Since the enforcement of the Defamation Act 2013, there’s been a decrease in defamation cases. The Act is viewed to have raised the bar when an action was made against a publisher for making false statements. On the flip side, social media cases in relation to people posting on social media sites and other forums have shot up by 38% - and that figure doesn’t include unreported cases…
Testing the law
Most defamation cases settle before they progress to a contested hearing, so the Act isn’t largely effecting the volume of work received by solicitors. That said, there is an increase in cases involving people posting on social media.
Claimants are testing the law and looking to other actions they can take. The misuse of private information, breach of data protection and harassment are on the up, and they’re not subject to the strict requirements as now required for libel under the Act.
‘Serious harm’ test
Previously, to test ‘serious harm’ the claimant had to prove there was a defamatory tendency in the words used. The Act now means the previous ‘threshold of seriousness’ is no longer used. Instead, the Act requires proof of the libel. The case of Lachaux determined claimants must prove, factually, that on the balance of probabilities, serious harm to the party’s reputation has been caused, or is likely to be caused, as a result of the publishing of the defamatory article.
Only in obvious cases, such as sexual crimes or conspiracy to murder, where they are widely published, can serious harm be inferred.
The test itself has been said to remain an unknown quantity, and will be reviewed in the Court of Appeal this November where it will be determined how the test is applied.
The effect of the Act is that claims, which would previously have succeeded, are now subject to a different test, meaning they wouldn’t be successful now. This is potentially part of the reason parties looking to bring actions are considering alternatives to libel.
The limitation date for a defamation claim - from the date of publication - is one year. This, along with the requirement to show serious harm, makes it even more difficult to make a successful claim.
Social media and the Internet
Most social media posts alone won’t meet the test required to show serious harm. The reason? Although many people posting on social media don’t seek legal advice in respect of what they’re writing, it’s not deemed to be a sufficient publication.
Although social media does produce new claims and further exposure, there’s often an increased problem where the papers feature an article relating to something on social media.
As well as looking to litigate on matters regarding defamatory posts, there are other methods solicitors take in order to deal with unwanted and untrue comments. Requests for removal can be made. Also, efforts can be made with the assistance of private investigators to establish the source of the original article or comment. This can then assist with having the article or comment taken down.
Although most social media posts won’t amount to successful libel claims, it’s always prudent to take care and consider the consequences of any article or post made online, as well as by any other means. There are instances where the person posting the comment, post or tweet for example, has a large base of recipients, where it may be deemed a sufficient publication.

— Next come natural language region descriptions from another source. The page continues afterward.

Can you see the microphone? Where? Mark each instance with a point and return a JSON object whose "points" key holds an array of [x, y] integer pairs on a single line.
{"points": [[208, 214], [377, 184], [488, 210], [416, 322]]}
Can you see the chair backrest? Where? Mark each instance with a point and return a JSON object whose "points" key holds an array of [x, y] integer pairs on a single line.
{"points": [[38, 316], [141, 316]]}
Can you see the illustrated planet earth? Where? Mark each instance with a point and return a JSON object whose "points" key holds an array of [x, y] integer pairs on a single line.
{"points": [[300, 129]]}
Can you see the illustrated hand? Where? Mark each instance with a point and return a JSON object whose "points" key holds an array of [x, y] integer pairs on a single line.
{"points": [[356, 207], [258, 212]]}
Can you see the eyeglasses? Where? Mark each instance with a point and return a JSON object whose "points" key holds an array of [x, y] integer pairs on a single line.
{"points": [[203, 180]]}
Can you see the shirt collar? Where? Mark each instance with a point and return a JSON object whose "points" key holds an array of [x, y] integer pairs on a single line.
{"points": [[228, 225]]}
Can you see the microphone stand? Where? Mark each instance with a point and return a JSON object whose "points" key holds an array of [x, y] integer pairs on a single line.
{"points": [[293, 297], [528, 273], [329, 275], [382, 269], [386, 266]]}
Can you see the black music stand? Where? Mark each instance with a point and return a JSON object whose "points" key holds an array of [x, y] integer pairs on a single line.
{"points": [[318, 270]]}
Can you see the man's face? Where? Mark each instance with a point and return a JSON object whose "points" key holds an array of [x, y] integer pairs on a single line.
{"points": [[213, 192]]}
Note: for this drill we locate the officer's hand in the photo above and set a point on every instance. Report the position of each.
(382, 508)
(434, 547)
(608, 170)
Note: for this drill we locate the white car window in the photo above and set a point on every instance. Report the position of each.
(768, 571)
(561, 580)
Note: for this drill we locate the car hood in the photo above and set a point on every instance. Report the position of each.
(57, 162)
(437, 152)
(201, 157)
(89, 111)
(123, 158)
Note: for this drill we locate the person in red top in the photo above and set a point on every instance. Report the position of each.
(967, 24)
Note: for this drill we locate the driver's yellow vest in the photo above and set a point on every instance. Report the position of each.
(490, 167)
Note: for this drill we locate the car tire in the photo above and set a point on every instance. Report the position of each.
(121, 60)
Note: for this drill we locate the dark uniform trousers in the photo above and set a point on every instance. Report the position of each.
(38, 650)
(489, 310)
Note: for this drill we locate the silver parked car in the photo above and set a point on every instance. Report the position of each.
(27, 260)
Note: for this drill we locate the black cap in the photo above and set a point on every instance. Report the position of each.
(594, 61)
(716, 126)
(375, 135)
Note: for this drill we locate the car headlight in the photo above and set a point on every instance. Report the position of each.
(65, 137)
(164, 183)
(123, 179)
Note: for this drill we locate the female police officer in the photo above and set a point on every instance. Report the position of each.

This situation arose when Katie Hopkins tweeted a defamatory post about Jack Monroe in a supposed case of mistaken identity. Hopkins’ tweet was easily viewed by her some 600,000 followers on Twitter. It could also be read by anyone else who went on to her public profile. Hopkins has had proceedings issued against her further to tweeting the untrue remarks about Jack Monroe, as it’s likely to be found that in personally attacking an individual in sight of 600,000 followers will amount to a publication. Furthermore, it has been discussed that had Hopkins’ had fewer followers, but one of her followers (with a larger following) retweeted her post, then it would be deemed to have been published by the person (i.e. Hopkins’ follower) who retweeted the post (and therefore published to all of Hopkins followers too).
Claims under the Data Protection Act 1998
Claims being made under misuse of private information (tort) and the Data Protection Act 1998 (“the DPA”) are likely to rise. Claims of this nature don’t have to show they are subject to ‘serious harm’. Instead, actions are brought in relation to personal information, which has been shared without consent, regardless of whether it’s true or not. It was confirmed in the appeal courts of Google Inc v Vidal-Hall that misuse of private information is a tort, and the proof of the loss is unnecessary. As such, more claims under the DPA may continue to come about - and libel claims may continue to decrease.
Whether online or in a published article, it’s always advisable to consider the source and the truth behind any comments, posts or articles. It’s also always worth considering the likelihood of the success of the claim, or whether the claim itself is worth bringing, as the party making the comment or post may not be financially worth suing.